The SPECTRA Procedure

White Noise Test

PROC SPECTRA prints two test statistics for white noise when the WHITETEST option is specified: Fisher’s Kappa (Davis, 1941; Fuller, 1976) and Bartlett’s Kolmogorov-Smirnov statistic (Bartlett, 1966; Fuller, 1976; Durbin, 1967).

If the time series is a sequence of independent random variables with mean 0 and variance ${{\sigma }^{2}}$, then the periodogram, ${J_{k}}$, will have the same expected value for all ${k}$. For a time series with nonzero autocorrelation, each ordinate of the periodogram, ${J_{k}}$, will have different expected values.
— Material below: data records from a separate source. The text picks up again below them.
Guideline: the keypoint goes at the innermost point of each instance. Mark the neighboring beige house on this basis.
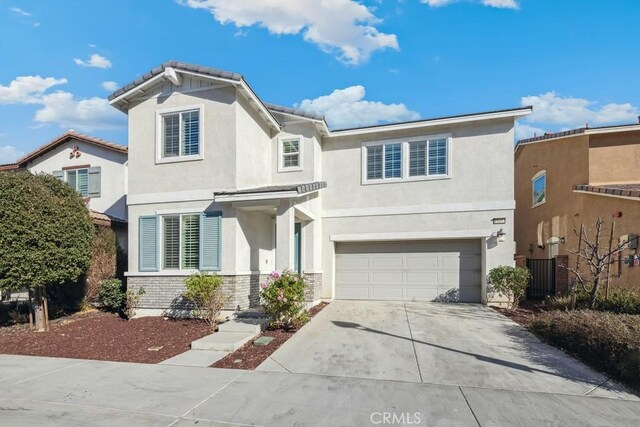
(566, 179)
(220, 181)
(95, 167)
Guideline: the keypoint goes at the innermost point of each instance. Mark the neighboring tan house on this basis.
(220, 181)
(566, 179)
(93, 166)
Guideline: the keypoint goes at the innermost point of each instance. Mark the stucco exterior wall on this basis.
(481, 170)
(614, 158)
(570, 161)
(113, 165)
(216, 169)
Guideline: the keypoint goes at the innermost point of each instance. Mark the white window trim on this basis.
(159, 133)
(405, 159)
(281, 167)
(161, 241)
(535, 177)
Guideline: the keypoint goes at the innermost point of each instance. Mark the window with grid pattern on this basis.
(181, 134)
(290, 153)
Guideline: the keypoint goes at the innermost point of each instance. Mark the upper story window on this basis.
(86, 181)
(290, 154)
(539, 188)
(179, 134)
(412, 159)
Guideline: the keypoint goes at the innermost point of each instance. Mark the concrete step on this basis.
(223, 341)
(250, 313)
(249, 325)
(200, 358)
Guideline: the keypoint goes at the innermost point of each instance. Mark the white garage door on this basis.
(409, 271)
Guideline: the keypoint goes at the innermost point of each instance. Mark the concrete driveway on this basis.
(445, 344)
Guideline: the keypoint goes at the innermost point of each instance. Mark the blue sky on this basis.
(358, 62)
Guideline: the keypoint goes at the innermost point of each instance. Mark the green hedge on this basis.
(607, 341)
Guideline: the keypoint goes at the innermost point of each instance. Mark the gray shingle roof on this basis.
(214, 72)
(622, 190)
(294, 111)
(299, 188)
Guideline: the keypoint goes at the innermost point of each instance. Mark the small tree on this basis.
(598, 258)
(511, 282)
(45, 235)
(204, 292)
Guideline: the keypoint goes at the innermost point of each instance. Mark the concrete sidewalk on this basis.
(49, 391)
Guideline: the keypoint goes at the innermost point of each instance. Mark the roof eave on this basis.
(513, 113)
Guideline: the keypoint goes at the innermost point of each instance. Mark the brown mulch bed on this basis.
(251, 356)
(105, 336)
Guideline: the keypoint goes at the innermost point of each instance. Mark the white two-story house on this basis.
(220, 181)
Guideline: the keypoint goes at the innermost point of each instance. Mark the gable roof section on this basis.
(70, 134)
(438, 121)
(296, 113)
(579, 131)
(169, 70)
(624, 191)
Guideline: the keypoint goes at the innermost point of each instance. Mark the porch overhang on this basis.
(292, 191)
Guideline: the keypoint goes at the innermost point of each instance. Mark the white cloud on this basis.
(19, 11)
(524, 130)
(499, 4)
(95, 60)
(84, 114)
(347, 108)
(27, 89)
(9, 154)
(345, 28)
(110, 86)
(61, 107)
(550, 108)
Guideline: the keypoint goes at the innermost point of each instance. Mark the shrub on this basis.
(621, 301)
(510, 281)
(607, 341)
(131, 302)
(112, 294)
(103, 262)
(282, 298)
(204, 292)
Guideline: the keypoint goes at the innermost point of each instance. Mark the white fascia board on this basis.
(500, 205)
(429, 235)
(612, 130)
(432, 123)
(248, 197)
(138, 88)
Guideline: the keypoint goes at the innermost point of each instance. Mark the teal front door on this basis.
(297, 247)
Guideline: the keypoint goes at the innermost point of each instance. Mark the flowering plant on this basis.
(282, 298)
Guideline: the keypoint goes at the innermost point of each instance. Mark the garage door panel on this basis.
(354, 277)
(409, 270)
(422, 277)
(387, 293)
(424, 262)
(382, 262)
(384, 277)
(353, 262)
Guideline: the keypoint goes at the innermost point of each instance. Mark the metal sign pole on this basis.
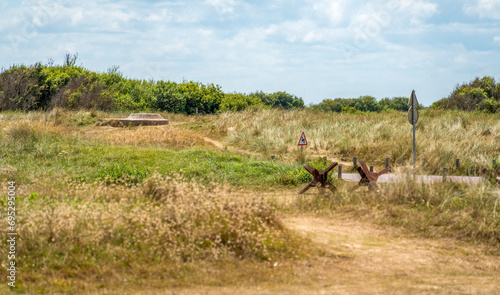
(413, 119)
(414, 116)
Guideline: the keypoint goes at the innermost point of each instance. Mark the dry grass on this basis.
(147, 136)
(441, 136)
(466, 212)
(87, 229)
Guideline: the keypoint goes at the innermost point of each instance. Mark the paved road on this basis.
(354, 177)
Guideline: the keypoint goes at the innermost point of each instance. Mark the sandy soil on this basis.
(362, 258)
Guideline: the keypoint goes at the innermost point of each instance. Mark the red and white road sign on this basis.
(302, 140)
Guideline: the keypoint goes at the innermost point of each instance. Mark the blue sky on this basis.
(313, 49)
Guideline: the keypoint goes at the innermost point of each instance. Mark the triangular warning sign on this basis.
(303, 140)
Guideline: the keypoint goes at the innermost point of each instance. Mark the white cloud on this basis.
(484, 9)
(223, 7)
(333, 10)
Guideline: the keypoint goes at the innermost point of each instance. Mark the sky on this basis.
(313, 49)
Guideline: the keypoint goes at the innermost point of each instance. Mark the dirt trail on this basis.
(362, 258)
(381, 261)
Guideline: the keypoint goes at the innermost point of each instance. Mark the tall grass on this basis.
(84, 228)
(442, 136)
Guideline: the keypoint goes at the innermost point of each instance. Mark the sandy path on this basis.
(362, 258)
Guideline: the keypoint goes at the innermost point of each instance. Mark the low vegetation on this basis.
(199, 201)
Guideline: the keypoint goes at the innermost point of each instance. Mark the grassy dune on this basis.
(104, 208)
(442, 136)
The Fisher’s Kappa statistic tests whether the largest ${J_{k}}$ can be considered different from the mean of the ${J_{k}}$. Critical values for the Fisher’s Kappa test can be found in Fuller 1976.
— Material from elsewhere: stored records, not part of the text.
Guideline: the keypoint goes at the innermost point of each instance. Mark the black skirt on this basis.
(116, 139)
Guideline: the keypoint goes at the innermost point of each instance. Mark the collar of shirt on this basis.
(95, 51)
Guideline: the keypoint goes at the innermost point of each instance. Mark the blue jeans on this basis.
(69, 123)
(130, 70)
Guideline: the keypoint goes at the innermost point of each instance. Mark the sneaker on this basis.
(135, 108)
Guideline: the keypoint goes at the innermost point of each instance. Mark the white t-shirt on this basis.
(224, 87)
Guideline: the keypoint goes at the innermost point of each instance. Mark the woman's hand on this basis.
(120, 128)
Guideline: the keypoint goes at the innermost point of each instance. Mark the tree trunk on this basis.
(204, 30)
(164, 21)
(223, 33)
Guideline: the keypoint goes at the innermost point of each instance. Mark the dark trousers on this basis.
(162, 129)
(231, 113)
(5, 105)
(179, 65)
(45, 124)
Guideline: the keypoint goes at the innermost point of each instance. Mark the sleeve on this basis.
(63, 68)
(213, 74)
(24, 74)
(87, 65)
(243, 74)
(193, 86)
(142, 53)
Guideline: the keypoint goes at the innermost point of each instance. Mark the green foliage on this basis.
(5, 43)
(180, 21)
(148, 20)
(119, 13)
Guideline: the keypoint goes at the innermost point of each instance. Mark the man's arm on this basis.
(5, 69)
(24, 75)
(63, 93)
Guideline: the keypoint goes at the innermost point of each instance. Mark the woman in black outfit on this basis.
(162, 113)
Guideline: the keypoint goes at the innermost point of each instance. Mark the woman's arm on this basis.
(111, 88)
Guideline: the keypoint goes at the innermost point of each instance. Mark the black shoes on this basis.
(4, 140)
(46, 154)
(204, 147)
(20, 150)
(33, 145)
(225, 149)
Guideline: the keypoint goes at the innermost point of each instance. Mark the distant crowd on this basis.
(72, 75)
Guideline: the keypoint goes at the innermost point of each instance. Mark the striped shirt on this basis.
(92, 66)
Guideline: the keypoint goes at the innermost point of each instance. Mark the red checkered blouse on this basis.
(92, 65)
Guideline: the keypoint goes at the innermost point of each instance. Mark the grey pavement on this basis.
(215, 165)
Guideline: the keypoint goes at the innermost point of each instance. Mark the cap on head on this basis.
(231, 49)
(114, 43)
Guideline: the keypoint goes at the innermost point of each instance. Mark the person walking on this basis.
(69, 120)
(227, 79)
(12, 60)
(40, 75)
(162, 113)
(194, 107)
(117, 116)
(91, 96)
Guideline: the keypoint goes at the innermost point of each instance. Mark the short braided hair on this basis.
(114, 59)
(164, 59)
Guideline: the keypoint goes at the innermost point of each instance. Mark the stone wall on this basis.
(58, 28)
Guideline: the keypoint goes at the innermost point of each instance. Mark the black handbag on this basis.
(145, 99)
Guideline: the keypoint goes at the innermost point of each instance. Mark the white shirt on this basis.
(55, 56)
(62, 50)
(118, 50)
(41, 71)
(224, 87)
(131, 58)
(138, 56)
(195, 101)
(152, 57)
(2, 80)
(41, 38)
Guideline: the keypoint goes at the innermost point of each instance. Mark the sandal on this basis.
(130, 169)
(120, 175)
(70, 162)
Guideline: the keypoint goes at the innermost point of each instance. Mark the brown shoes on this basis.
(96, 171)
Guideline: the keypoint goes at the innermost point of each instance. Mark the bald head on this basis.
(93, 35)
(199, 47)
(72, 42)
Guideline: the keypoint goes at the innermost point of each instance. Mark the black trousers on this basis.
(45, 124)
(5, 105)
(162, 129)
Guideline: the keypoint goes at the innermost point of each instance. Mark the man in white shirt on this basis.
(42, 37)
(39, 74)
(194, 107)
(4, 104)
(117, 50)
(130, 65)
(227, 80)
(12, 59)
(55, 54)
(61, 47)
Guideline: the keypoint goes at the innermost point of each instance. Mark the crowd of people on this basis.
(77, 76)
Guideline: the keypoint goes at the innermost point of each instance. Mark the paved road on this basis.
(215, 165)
The Kolmogorov-Smirnov statistic reported by PROC SPECTRA has the same asymptotic distribution as Bartlett’s test (Durbin, 1967). The Kolmogorov-Smirnov statistic compares the normalized cumulative periodogram with the cumulative distribution function of a uniform(0,1) random variable. The normalized cumulative periodogram, ${F_{j}}$, of the series is

\[  F_{j} = \frac{\sum _{k=1}^{j}{J_{k}}}{\sum _{k=1}^{m}{J_{k}}}, j = 1, 2 \ldots , m-1  \]
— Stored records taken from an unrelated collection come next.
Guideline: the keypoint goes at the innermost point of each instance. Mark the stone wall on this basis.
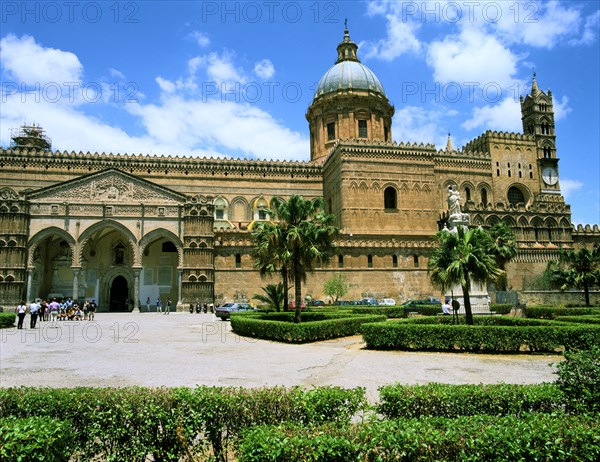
(542, 297)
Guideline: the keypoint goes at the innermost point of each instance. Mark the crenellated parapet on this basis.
(482, 142)
(148, 164)
(383, 149)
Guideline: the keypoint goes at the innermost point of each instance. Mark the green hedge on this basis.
(399, 335)
(7, 320)
(126, 424)
(442, 400)
(278, 327)
(551, 312)
(41, 439)
(527, 437)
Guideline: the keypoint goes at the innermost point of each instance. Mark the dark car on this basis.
(224, 311)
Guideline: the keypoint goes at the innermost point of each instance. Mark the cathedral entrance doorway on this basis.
(119, 295)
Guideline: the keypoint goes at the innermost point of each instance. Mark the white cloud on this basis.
(568, 187)
(505, 116)
(29, 63)
(264, 69)
(472, 56)
(401, 38)
(201, 38)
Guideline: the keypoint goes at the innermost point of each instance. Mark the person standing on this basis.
(92, 310)
(34, 308)
(21, 310)
(53, 306)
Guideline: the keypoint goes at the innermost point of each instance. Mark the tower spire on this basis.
(534, 88)
(347, 48)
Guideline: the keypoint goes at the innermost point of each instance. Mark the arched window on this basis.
(390, 198)
(515, 196)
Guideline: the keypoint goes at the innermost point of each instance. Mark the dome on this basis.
(349, 75)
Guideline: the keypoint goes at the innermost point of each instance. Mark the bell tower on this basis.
(537, 115)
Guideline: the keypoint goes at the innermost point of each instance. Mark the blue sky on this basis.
(234, 79)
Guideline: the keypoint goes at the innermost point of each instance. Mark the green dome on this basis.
(349, 75)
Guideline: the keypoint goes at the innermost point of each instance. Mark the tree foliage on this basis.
(577, 268)
(301, 234)
(461, 257)
(336, 286)
(273, 295)
(504, 249)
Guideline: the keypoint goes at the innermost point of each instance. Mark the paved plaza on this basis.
(183, 349)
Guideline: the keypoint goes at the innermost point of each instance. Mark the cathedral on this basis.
(123, 229)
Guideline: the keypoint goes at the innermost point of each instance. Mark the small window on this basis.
(390, 198)
(331, 131)
(362, 129)
(515, 196)
(484, 196)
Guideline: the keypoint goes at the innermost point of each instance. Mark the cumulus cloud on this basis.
(505, 116)
(472, 56)
(264, 69)
(24, 60)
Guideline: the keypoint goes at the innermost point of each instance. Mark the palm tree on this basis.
(461, 257)
(302, 235)
(504, 248)
(270, 253)
(273, 295)
(577, 268)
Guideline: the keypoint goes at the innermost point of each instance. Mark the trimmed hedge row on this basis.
(42, 439)
(550, 312)
(471, 438)
(131, 423)
(7, 320)
(399, 335)
(324, 327)
(441, 400)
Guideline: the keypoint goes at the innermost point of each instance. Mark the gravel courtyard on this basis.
(183, 349)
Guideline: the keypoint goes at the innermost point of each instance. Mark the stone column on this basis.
(76, 270)
(179, 290)
(29, 282)
(136, 288)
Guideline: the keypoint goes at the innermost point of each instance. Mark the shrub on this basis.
(409, 336)
(316, 326)
(443, 400)
(7, 320)
(548, 437)
(42, 439)
(579, 379)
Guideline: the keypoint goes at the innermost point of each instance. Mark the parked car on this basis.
(224, 311)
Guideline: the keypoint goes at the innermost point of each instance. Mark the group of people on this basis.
(55, 310)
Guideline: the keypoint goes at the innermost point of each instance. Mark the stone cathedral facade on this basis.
(122, 229)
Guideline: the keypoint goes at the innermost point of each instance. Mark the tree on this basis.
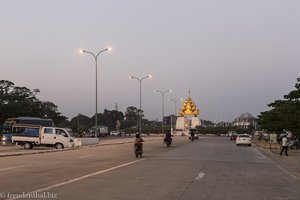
(284, 115)
(16, 101)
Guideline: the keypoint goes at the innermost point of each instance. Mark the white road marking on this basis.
(200, 176)
(81, 178)
(87, 156)
(10, 168)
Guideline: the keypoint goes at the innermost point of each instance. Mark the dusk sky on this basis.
(235, 56)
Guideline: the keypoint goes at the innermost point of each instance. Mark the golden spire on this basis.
(189, 107)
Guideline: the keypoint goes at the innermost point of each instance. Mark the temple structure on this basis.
(188, 117)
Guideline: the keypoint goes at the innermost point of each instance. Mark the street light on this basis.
(96, 61)
(140, 112)
(163, 102)
(175, 102)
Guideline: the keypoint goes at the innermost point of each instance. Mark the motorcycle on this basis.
(192, 138)
(138, 150)
(168, 141)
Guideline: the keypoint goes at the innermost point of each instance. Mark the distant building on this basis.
(246, 120)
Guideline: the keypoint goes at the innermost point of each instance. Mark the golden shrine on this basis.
(189, 108)
(188, 117)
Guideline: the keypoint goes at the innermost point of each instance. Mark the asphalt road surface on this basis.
(212, 168)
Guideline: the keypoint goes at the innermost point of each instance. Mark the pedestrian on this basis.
(284, 145)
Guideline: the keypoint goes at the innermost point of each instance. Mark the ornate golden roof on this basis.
(189, 108)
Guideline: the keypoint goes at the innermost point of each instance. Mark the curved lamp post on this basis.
(175, 102)
(163, 102)
(140, 112)
(96, 61)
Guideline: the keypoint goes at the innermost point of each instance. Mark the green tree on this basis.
(284, 114)
(18, 101)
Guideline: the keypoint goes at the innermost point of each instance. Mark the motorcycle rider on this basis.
(138, 141)
(192, 137)
(168, 136)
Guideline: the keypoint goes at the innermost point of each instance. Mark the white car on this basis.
(243, 139)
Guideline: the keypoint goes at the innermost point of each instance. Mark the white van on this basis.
(30, 136)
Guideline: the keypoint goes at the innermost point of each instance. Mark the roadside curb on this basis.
(100, 143)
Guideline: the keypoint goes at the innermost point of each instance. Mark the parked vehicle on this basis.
(7, 129)
(243, 139)
(30, 136)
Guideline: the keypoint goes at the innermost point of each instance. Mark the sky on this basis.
(233, 56)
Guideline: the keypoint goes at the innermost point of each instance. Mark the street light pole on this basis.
(175, 102)
(163, 109)
(140, 112)
(96, 66)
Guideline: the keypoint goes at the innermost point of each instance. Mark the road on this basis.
(210, 168)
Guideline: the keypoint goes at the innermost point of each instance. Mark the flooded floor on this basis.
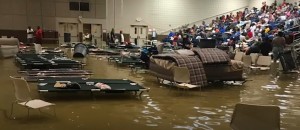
(162, 108)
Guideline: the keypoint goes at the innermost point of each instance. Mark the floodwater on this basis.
(163, 107)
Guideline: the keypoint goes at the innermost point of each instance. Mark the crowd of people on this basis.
(252, 30)
(34, 36)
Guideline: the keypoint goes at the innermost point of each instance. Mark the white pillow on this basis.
(185, 52)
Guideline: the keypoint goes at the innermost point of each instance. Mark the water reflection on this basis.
(161, 108)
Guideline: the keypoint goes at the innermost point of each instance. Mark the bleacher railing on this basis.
(199, 22)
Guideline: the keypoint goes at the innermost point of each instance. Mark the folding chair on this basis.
(238, 56)
(254, 57)
(264, 62)
(255, 117)
(38, 48)
(22, 94)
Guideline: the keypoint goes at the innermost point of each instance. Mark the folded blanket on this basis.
(212, 55)
(103, 86)
(194, 64)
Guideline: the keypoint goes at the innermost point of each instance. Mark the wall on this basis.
(18, 14)
(165, 14)
(258, 3)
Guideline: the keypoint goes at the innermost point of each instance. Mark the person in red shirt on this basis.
(249, 34)
(38, 35)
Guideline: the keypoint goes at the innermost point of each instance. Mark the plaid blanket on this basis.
(194, 64)
(212, 55)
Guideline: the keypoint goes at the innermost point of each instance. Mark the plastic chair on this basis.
(254, 57)
(264, 62)
(255, 117)
(238, 56)
(22, 94)
(38, 48)
(247, 62)
(182, 75)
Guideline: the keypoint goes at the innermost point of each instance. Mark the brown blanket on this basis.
(212, 55)
(194, 64)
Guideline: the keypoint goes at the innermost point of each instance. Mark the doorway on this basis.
(139, 34)
(68, 28)
(95, 32)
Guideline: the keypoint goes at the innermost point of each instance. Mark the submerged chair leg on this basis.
(27, 112)
(11, 110)
(54, 111)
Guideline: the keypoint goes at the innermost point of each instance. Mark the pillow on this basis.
(185, 52)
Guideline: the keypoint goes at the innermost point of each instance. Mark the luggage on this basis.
(287, 61)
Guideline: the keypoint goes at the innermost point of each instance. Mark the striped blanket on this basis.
(212, 55)
(194, 64)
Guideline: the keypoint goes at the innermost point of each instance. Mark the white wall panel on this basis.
(258, 3)
(166, 14)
where ${m=\frac{n}{2}}$ if $n$ is even or ${m=\frac{n-1}{2}}$ if $n$ is odd. The test statistic is the maximum absolute difference of the normalized cumulative periodogram and the uniform cumulative distribution function. Approximate p-values for Bartlett’s Kolmogorov-Smirnov test statistics are provided with the test statistics. Small p-values cause you to reject the null-hypothesis that the series is white noise.